They’re doing it again. Just as expected.
With early voting underway, Georgia Republicans are trying to paper over their deliberate attempts to make it more difficult for groups who often favor Democrats to vote.
Gabe Sterling, a top official in the Georgia secretary of state’s office, is leading this disinformation effort.
I wrote about it last week: Sterling, starting with the first day of voting, has touted relatively high early voting numbers as evidence voting is and will be seamless in Georgia for this year’s midterm elections.
He's essentially asking: How can we be stopping people from voting if so many people are casting ballots? And Republicans are relying on mass stupidity to make this argument.
It's as if the current voting rate couldn't possibly be higher. As if we haven’t been watching Sterling's party engage in racist gerrymandering and pass a suite of voting laws so restrictive, it’s under investigation by the Justice Department. For the record: Even the conservative-tilted Supreme Court has sided with a federal judge who ruled parts of Georgia’s voting system disadvantage Black voters.
But Sterling put on his indignant face Thursday in a FOX Business appearance, scoffing at allegations Georgia’s demonstrably discriminatory voter suppression law is racist. He became downright blustery at one point.
“Frankly, I was getting more and more pissed,” he said of the claims from Democrats and others who’ve compared Georgia’s voter laws to the Jim Crow era. “I was getting angry every time I heard it, because I knew this law was protecting people’s rights to vote.”
My initial response?
Some of the measures Sterling touts as “protecting people’s rights to vote” — like new voter identification requirements that may function as an effective poll tax — are methods the DOJ listed in its lawsuit as potentially discriminatory to Black voters. Which fundamentally gets at what his state party is doing: restricting the right to vote while maintaining a veneer of legitimacy.

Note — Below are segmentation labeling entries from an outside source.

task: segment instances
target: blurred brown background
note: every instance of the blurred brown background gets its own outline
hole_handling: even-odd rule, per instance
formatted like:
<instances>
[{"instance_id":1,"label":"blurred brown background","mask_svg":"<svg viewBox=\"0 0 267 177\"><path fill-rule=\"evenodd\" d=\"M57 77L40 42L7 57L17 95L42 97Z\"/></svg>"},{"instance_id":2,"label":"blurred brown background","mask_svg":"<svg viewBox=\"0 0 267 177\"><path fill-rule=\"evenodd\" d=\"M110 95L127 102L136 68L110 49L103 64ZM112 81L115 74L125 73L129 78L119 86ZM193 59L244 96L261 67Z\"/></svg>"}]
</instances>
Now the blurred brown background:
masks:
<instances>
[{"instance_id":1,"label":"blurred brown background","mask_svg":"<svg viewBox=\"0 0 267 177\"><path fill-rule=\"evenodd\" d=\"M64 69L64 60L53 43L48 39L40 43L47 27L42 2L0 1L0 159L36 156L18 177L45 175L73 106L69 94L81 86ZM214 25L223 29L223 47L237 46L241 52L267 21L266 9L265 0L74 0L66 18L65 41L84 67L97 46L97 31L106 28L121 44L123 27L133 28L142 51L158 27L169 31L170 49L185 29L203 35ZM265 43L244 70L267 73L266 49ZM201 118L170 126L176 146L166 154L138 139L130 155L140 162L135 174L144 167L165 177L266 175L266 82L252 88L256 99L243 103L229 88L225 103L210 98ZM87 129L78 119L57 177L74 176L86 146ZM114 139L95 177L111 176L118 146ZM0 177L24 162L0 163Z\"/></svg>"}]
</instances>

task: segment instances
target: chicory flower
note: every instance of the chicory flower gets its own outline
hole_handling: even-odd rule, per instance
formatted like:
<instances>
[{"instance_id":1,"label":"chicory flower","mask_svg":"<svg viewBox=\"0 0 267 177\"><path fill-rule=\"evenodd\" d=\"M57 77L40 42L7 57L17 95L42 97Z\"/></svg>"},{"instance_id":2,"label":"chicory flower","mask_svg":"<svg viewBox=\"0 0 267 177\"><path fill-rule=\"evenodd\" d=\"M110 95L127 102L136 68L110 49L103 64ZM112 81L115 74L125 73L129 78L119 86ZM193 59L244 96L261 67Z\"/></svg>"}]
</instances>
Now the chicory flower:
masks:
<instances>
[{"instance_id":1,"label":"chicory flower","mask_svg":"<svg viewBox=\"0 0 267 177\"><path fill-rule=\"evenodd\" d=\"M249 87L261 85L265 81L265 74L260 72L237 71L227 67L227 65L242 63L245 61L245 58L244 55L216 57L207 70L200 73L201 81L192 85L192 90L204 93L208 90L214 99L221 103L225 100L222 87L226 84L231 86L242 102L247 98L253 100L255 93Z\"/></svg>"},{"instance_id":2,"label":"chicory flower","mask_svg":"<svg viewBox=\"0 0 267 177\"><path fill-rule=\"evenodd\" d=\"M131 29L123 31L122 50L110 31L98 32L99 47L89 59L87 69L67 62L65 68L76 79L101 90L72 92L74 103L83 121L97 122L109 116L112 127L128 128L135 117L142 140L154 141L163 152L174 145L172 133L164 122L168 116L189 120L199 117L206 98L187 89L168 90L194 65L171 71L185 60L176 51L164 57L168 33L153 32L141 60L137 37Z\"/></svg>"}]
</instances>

If Sterling truly minded being called a racist, he would discourage his party from enacting racist voter policies. And he should also speak with Georgia Gov. Brian Kemp, who’s been recorded complaining about high nonwhite voter registration.
Nonetheless, Sterling spoke of a “playbook” Democrats use as if he’d sniffed out a mysterious plot. Here is his genius at work.
“Since 2014, Stacey Abrams has poll tested the term ‘voter suppression,’” he said. “They have nothing else to run on. They have given [voters] nothing else to vote for in the state. So they have to keep saying it.”
Of course, there’s a reason Abrams — Kemp's Democratic gubernatorial challenger this year — and others interested in voting rights have used the phrase “voter suppression” a lot since 2014. Just one year prior, conservatives on the Supreme Court gutted the Voting Rights Act, removing the preclearance requirement for states with a history of voter suppression — like Georgia — to approve alterations to voting laws with the Department of Justice. And Republicans nationwide swiftly moved to use the power they had to curb voting rights.
The nefarious “playbook” Sterling referred to is, to put it plainly, observing voter suppression taking place and talking about it.
Sterling is evidence of the fact that the conservative movement’s assault on free and fair elections didn’t begin with Trump, it doesn’t revolve around Trump, and it’s not necessarily aligned with Trump’s personal interests. Sterling, for example, resisted Trump’s ham-handed attempts to sow doubt about Georgia’s 2020 election victory for Joe Biden. As I’ve said about Sterling’s boss, Brad Raffensperger, this doesn’t mean Sterling is a defender of democracy. It just means he disagreed with Trump’s specific method of destroying it.